When they did integrate, seems like I was about 14, and I had an older cousin about 16. We heard that we could now eat in white restaurants. And we went to the S&S Cafeteria, which was right by the college; right in that block between Vanderhorst and Calhoun Street.
I can remember us going in. We sat at a table and there were a couple of older white females at the next table. And I can remember them with a scowl on their face saying, ‘Oh, they’re letting them eat here now.’
And I think what struck me was not so much that she said it, but I guess the fact that she said it so we could hear it. You know, I’d heard, ‘N-word, get out of here,’ by the police, or if I went in the wrong area, you know, I was told to move along. But just the fact of being so cold to say, ‘They can eat here now.’

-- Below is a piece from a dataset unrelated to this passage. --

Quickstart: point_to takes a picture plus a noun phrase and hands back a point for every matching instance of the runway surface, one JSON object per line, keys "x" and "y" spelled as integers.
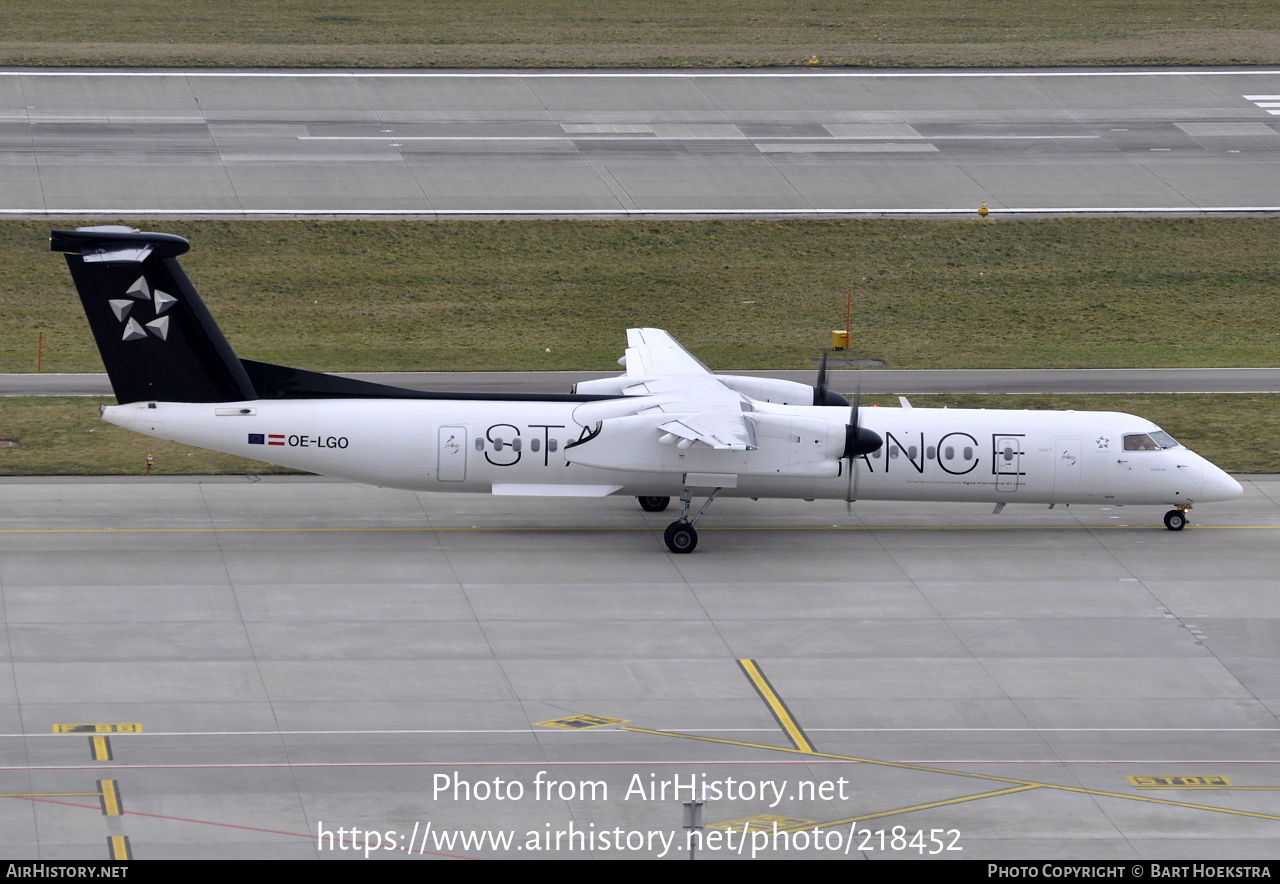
{"x": 638, "y": 143}
{"x": 871, "y": 380}
{"x": 237, "y": 667}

It was like we were soulless. Like we didn’t matter. I don’t know if that was a ploy to make us feel uncomfortable, which would then act as a deterrent to come back, but we ate there and I continued to eat there.
Because I’ve been on my own since I was 15. My mother had a nervous breakdown when I was 15 years old. And again, we lived in the projects, but I think it was a different world back then. If you were wise enough, you could actually maneuver: You didn’t have all the drugs, all the negative pulls. I mean, there were negative pulls, but you could navigate and I did.
But I said that because there was no cook in my house. I kind of grew up on Banquet TV dinners: Most of my life, when my dinner’s done, I know by the ding. But I was a basketball player, and before all of my games, I would go to S&S Cafeteria. Our coach would always tell us to eat two hours before the game, and I liked the idea you could choose your dish. I loved their Salisbury steak; mac-and-cheese; rice-and-gravy.
But when I would go, I would always sit away from mostly white folk because I guess I was just made uncomfortable knowing they were uncomfortable. I would go and sit by myself and eat. I did that for years.